If you're into machine translation, you might have noticed that one of the killer arguments in favour of the statistical MT is that these systems score higher on NIST evaluations (tests aimed to evaluate the accuracy of the output). NIST has selected IBM's BLEU as a method of measuring accuracy.
Google's statistical translation engine, for example, has beaten all the others. If you played a bit with Google Translate BETA pairs (all the others are SYSTRAN, so ignore them) and compared them with more traditional systems, you are probably as surprised as I was. While context detection works, of course, better (this is what statistical MT is for, anyway), long sentences are garbled, and the grammar is simply hopeless. Sometimes their dictionary harvesters result a new type of errors, confusing between proper names in the same category (I personally witnessed Abramovich, a Russian billionaire, being translated as Berezovsky, another Russian billionaire, and Vedomosti, a Russian newspaper, as Yahoo! - probably the original story was created by the former, and translated by the latter without bothering to mention the original). From the human point of view, most statistical MTs are definitely no better (frequently, much worse) than the traditional rule-based ones.

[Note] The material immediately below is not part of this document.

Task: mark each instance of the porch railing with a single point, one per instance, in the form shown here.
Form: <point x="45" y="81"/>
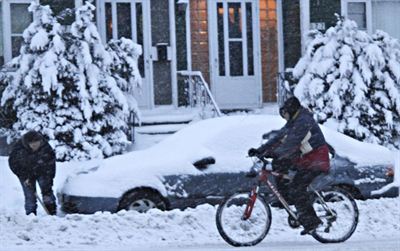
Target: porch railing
<point x="198" y="94"/>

Is this just my impression that BLEU favours statistical MTs for no reason?
Turns out, not really. Eduard Hovy of University of Southern California published a paper dedicated to this topic: http://www.elra.info/mtsummit2007/Pres-3-Hovy.pdf
To cut a long story short: Prof. Hovy says that the reason is that BLEU, just like the statistical MTs, are counting the exact matches. As the rule-based dictionaries are built on broader definitions, these will be counted as errors as well (being absolutely correct). And, if there is a different, yet correct, order, this will be counted as an error.

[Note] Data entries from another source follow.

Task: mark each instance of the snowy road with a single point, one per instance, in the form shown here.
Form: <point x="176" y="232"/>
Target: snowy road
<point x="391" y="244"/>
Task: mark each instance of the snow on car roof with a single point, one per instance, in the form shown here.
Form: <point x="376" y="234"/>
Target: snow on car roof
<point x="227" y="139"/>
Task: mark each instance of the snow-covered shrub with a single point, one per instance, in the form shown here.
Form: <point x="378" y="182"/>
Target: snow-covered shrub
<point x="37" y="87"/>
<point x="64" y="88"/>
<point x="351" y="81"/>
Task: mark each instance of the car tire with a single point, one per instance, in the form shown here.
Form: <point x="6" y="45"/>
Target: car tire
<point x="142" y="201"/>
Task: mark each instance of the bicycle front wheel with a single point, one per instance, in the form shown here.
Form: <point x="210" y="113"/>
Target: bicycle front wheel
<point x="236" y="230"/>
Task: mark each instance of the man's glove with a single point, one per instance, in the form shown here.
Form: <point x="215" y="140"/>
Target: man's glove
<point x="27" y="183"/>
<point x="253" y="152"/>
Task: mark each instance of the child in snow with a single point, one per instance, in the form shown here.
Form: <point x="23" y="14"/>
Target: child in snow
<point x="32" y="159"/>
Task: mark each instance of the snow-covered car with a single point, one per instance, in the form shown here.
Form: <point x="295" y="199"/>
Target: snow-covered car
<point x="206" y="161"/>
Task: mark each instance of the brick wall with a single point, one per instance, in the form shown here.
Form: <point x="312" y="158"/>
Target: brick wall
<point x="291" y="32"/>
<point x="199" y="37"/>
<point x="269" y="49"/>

I'd add another reason: BLEU compares lemmas, and frequently inflections (like morphological case in European languages) play paramount role in conveying the meaning (for example, accusative case means a direct object, and dative case can be translated as an indirect object or a complement; all this is ignored by BLEU). As mentioned above, statistical MTs are not very adept in grammar.
It might be worthy to add that BLEU seeks correlation on a corpus level. Statistical MTs learn from corpora as well. Given the limited number of high-quality corpora, I don't think it'd be surprising if both NIST's BLEU evaluator and the system being evaluated learn from the same corpus. So if both harvesters made the same mistake (quite possible), and a rule-based system was correct, guess who will be penalized.
What about NIST, do they relate to it somehow?
Yes, they do:
(look for Performance Measurement).
It is not that BLEU is the only one in the field. I personally consider METEOR much more promising, especially because it (finally!) takes synonyms into consideration. And, of course, the work never stops and there are numerous attempts to improve the correlation between the human perception and the evaluation mark.
So why was it still used in 2006 evaluation? I guess the central reason is that BLEU was the first one, and it takes time to change the procedures. And, it might not be so easy to kick IBM's stuff out.